That's not strictly true. You can get input from other files with the "getline <filename" syntax, which doesn't modify NR or FNR (but does modify $0 and NF), and if you use the "getline variable <filename" variant, only variable is modified.
It is actually possible to get the input of the file being read, as the following example shows:
Code:

FNR == 1 {
    AUXFILE = FILENAME
    getline line <AUXFILE
    print
    print "Aux line 1: " line
    getline line <AUXFILE
    print "Aux line 2: " line
}
FNR == 2 {
    print
}

though since the auxiliary file starts from the beginning, this may not be very useful.

grail 03-22-2011 11:09 AM

Well in a way you are still proving my point, although I do see where you are coming from. Whilst in your example getline is not altering NR and FNR of original file it is in fact altering
these values for the file being used by getline

hda7 03-22-2011 11:44 AM

Quote:

Originally Posted by grail (Post 4299174)
Well in a way you are still proving my point, although I do see where you are coming from.
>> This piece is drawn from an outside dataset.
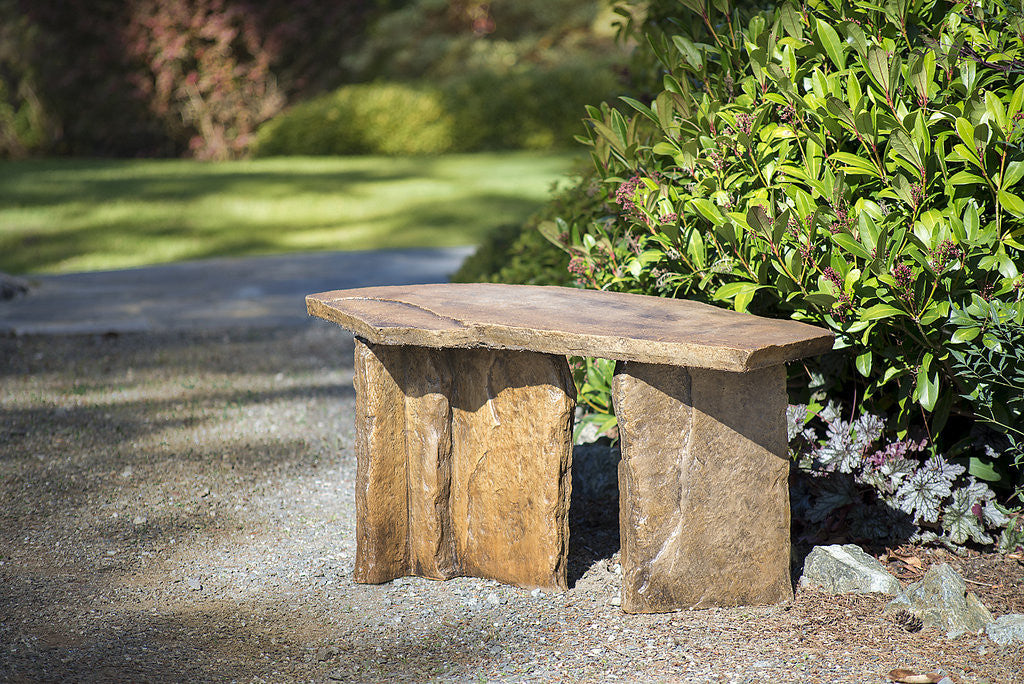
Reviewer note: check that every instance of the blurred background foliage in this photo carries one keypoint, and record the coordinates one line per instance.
(200, 78)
Whilst in your example getline is not altering NR and FNR of original file it is in fact altering
these values for the file being used by getline

It is not correct to associate NR with any particular file, as it is a global count of the number of records read across all normal input files (not including "getline <filename" files).
Also, while "getline <filename" does advance the file pointer for the file it is reading, you can close() the file and start reading from the beginning again.